Se de onde veio, todo o poder se concentrava nas mãos das Barbies, do sexo oposto, no Mundo Real quem manda, inclusive na própria fábrica de brinquedos que produz os bonecos, são homens. Tudo parece existir em função e para eles. É o País das Maravilhas para Ken, que de mero e submisso coadjuvante passa ambicionar o protagonismo.
Mesmo sem ter grande habilidades, ou formação, capazes de lhe garantir um lugar ao sol, ter “nascido” homem (e branco) já lhe garante muitos privilégios. Ele, então, resolve importar para Barbieland o patriarcado, que lá, sem grande demora, começa a se estabelecer como sistema social e político, fazendo com que as Barbies, por meio de coação e um tanto de inércia, acreditem ser melhor assim, o naturalizando como sistema a ser seguido. Qualquer semelhança com a vida aqui fora, assim sendo, não é mera coincidência.

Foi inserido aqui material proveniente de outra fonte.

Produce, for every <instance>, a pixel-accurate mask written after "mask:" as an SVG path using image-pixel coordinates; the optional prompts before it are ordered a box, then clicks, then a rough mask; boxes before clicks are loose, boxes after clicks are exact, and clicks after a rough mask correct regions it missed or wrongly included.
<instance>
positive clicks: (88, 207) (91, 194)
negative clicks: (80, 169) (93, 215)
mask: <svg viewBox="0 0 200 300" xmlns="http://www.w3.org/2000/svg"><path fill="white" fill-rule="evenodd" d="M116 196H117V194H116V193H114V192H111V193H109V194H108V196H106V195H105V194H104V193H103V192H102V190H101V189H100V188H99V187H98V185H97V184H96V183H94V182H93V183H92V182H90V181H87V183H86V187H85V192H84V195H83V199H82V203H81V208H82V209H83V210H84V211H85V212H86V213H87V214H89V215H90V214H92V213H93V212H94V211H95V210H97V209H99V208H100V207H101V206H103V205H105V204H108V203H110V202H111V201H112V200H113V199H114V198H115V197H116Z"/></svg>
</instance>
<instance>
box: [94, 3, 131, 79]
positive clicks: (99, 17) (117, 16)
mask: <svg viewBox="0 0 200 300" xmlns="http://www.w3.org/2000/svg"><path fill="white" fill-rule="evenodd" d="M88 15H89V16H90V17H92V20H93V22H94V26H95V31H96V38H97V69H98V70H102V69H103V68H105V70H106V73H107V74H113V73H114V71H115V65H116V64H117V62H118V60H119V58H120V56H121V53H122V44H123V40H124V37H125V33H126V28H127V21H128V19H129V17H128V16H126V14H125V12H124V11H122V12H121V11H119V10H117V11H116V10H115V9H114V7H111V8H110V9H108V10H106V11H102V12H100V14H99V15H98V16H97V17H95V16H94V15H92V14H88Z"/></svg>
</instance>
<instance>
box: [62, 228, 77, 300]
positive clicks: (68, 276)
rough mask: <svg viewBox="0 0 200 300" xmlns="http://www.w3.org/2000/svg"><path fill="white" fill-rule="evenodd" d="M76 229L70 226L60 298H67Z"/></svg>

Essa busca quase involuntária de Ken pelo protagonismo, tanto em seu mundo quanto dentro da narrativa do filme, é um dos trunfos de Barbie. Greta Gerwig, ao contrário do que vozes mais conservadoras e reacionárias tentam pregar, não fez um filme anti-homem.
O roteiro, assinado por ela e seu marido, o também diretor Noah Baumbach (de História de um Casamento), coloca em questão o patriarcado como forma inquestionável de existência, e denuncia a masculinidade hegemônica, tóxica e violenta, que nega às mulheres voz, espaço e agenciamento, mas também impede os homens de encarar as suas fragilidades, seus desejos e sentimentos mais profundos. Sim, o patriarcado vitimiza muito homens e meninos!
Ao se despedir do mundo de faz de conta e de Ken, para voltar ao Mundo Real e se tornar uma mulher de fato, e não mais uma boneca, Barbie diz ao pretenso namorado que ele e os outros Kens também precisam se encontrar, sair da forma, para buscar suas verdades, e saber quem de fato são, para além da comodidade das construções sociais e culturais que os encaixotam.
Precisamos, neste momento no qual o filme se torna um fenômeno, falar tanto a respeito de Barbie quanto sobre Ken.